Dritte europäische Forschungsphase startet im Juli 2025
Bisherige Erkenntnisse der unabhängigen Forschung in der CCZ
Deutschland unterstützt ein globales Moratorium des Tiefseebergbaus
Die Bundesrepublik Deutschland setzt sich zusammen mit gleichgesinnten Staaten dafür ein, dass vor jeglichen Abbauaktivitäten die entsprechenden Regularien vereinbart werden müssen. Seit dem letzten Jahr unterstützt die Bundesregierung darüber hinaus eine „Precautionary Pause", wonach der Beginn eines kommerziellen Tiefseebergbaus bis auf Weiteres nicht befürwortet wird, solange die Tiefsee und die Auswirkungen des Tiefseebergbaus nicht hinreichend erforscht und zugleich strenge Regularien und Standards verabschiedet sind.
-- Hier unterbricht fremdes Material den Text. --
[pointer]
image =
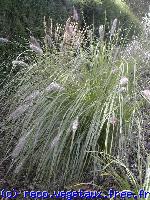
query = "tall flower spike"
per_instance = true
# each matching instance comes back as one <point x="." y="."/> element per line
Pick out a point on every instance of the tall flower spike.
<point x="34" y="41"/>
<point x="75" y="14"/>
<point x="17" y="62"/>
<point x="124" y="81"/>
<point x="146" y="93"/>
<point x="101" y="32"/>
<point x="75" y="124"/>
<point x="4" y="40"/>
<point x="113" y="27"/>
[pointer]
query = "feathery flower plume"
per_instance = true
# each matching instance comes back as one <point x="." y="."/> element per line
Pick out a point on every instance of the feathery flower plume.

IMB-Verhandlungen zum „Mining Code" gehen in die nächste Runde
International rechtlich verbindliche Abkommen zur Ausbeutung mineralischer Ressourcen in der Tiefsee – diesen Rahmen für mögliche Tiefseebergbauaktivitäten verhandelt die internationale Staatengemeinschaft. Dabei sollen negative ökologische Folgen des Abbaus durch strenge Umweltstandards minimiert werden. Die Ausarbeitung eines solchen juristischen Regelwerks ist Aufgabe des Rats der IMB, in dem die Bundesrepublik als gewähltes Mitglied aktiv involviert ist. Ein erster Entwurf der Abbauregularien wurde bereits 2017 veröffentlicht und wird seitdem weiter beraten, auch während der aktuellen 29. Sitzungsperiode (15.–26. Juli 2024) des Rats der IMB in Kingston, Jamaika. Das BMBF begleitet diese Verhandlungen vor dem Hintergrund der forschungskompatiblen Ausgestaltung der Regeln unter Wahrung der Freiheit der wissenschaftlichen Meeresforschung von Beginn an. Insbesondere setzt sich das BMBF für strenge Umweltstandards anhand wissenschaftlicher Kriterien ein, ebenso wie für eine unabhängige Begleitforschung eines möglichen industriellen Abbaus.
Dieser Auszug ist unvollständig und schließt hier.